Exemple 4 : La mise à disposition d’éléments éducatifs gratuits et de qualité

Les finfluenceurs les plus utiles partagent une base de connaissances gratuite (posts, vidéos explicatives) avant de proposer des produits payants. Leur valeur se juge à la qualité de ce contenu accessible à tous.

Exemple 5 : L’adaptation aux réalités tunisiennes

Un finfluenceur crédible en Tunisie prend en compte le contexte économique et réglementaire local. Des conseils pratiques sur l’investissement immobilier local, la fiscalité tunisienne, ou les options d’épargne disponibles dans le pays sont plus pertinents qu’une copie de stratégies applicables à d’autres marchés.

Exemple 6 : L’interaction et la réponse aux questions

Une communauté engagée pose des questions précises. La manière dont l’influenceur y répond (évasivement ou avec des explications détaillées) est un bon indicateur de sa maîtrise du sujet et de son souci pédagogique.

Argument 6 : L’importance du cadre réglementaire et de l’autorégulation en développement

Face à la croissance de ce phénomène, les autorités financières internationales commencent à se saisir du sujet pour protéger les épargnants. En Tunisie, cette régulation est encore embryonnaire, mais la tendance globale est à l’encadrement des promotions de produits financiers en ligne[citation:10]. Les influenceurs eux-mêmes, via des associations ou des initiatives comme les « Finfluenceur Awards »[citation:10], cherchent à établir des standards de qualité et d’éthique pour légitimer leur métier. Cette évolution est positive pour assainir l’espace numérique financier.

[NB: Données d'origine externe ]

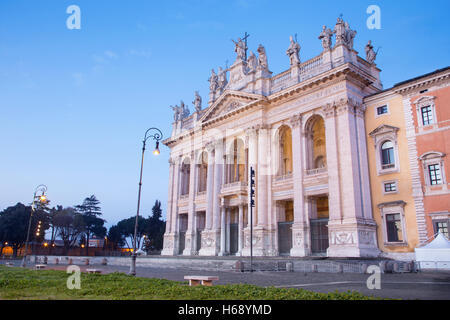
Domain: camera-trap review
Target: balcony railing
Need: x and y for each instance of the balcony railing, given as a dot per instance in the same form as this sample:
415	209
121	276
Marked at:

Exemple 1 : Les initiatives d’autorégulation du secteur

L’organisation d’événements comme les « Finfluenceur Awards » vise à récompenser et donc à mettre en avant les créateurs de contenu financier éthique et pédagogique, établissant des références de qualité[citation:10].

Exemple 2 : La prise de conscience des risques par les institutions

Des articles dans des médias de référence comme Le Monde pointent le phénomène et ses dangers, contribuant à l’éducation du public sur la nécessaire vigilance[citation:5].

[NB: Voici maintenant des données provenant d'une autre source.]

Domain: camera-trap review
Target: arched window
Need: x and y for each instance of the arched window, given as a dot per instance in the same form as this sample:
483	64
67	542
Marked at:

Exemple 3 : La future régulation tunisienne

À l’instar de l’AMF en France, il est probable que les autorités tunisiennes (Instance du Marché Financier, Banque Centrale) développent à moyen terme des guides ou des régulations concernant la promotion financière en ligne, influençant les pratiques locales.

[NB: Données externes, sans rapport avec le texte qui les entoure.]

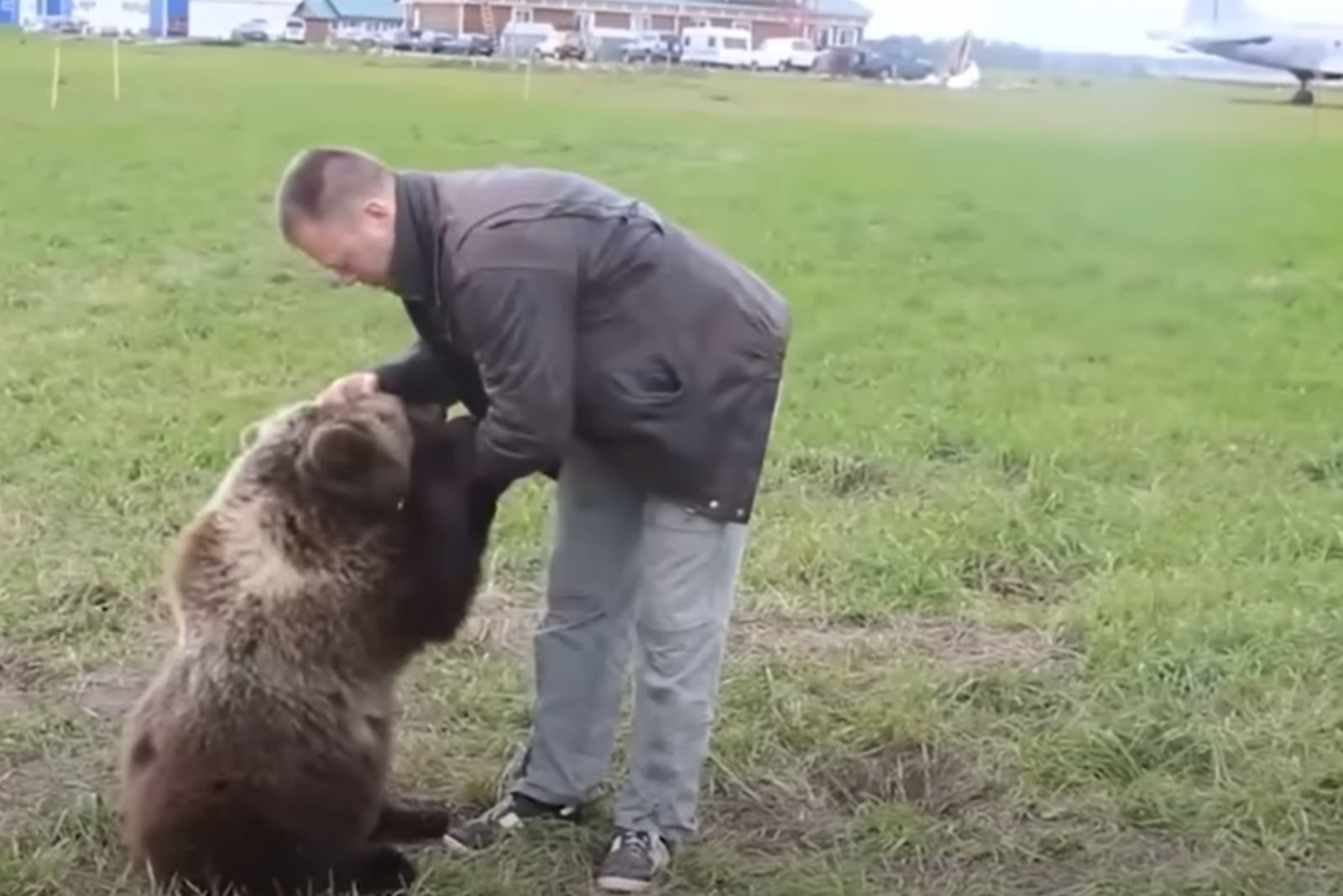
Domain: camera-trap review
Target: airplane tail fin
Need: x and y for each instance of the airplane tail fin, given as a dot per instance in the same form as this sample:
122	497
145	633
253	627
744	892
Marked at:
1219	13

Exemple 4 : La différenciation par l’éthique comme argument marketing

Les finfluenceurs les plus sérieux mettront de plus en plus en avant leur transparence et leur méthodologie pour se distinguer de la masse, répondant ainsi à une demande croissante de fiabilité de la part du public.

Exemple 5 : La collaboration avec des institutions établies

La crédibilité à long terme pourra passer par des collaborations officielles avec des établissements financiers agréés ou des programmes d’éducation financière soutenus par des organismes publics, pour donner une assise institutionnelle aux contenus.

Exemple 6 : L’émergence de médias spécialisés vérifiés

Des plateformes ou blogs spécialisés en finance (à l’image de cafedelabourse.com[citation:10]) qui vérifient et citent leurs sources peuvent servir de contre-pouvoir et de référence pour valider ou infirmer les conseils circulant sur les réseaux sociaux.

En conclusion

l’écosystème des finfluenceurs tunisiens est dynamique et répond à un besoin réel d’éducation financière. Des profils comme Ahmed Maknine, Labidi Mourad ou Samir Mokeddem se distinguent par une audience engagée et un contenu spécialisé[citation:3]. Cependant, il est impératif d’aborder leurs recommandations avec un esprit critique aiguisé. L’utilisateur doit prioriser les influenceurs qui éduquent plutôt que ceux qui promettent, qui expliquent leurs méthodes et conflits d’intérêts, et qui inscrivent leurs conseils dans la durée et la prudence. La finance personnelle demeure une discipline sérieuse où les raccourcis promis sur les réseaux sociaux mènent souvent à des impasses coûteuses. La combinaison d’une auto-formation via des sources diverses (incluant des médias spécialisés) et, pour les décisions importantes, le recours à un conseiller financier indépendant et agréé, reste la stratégie la plus sage.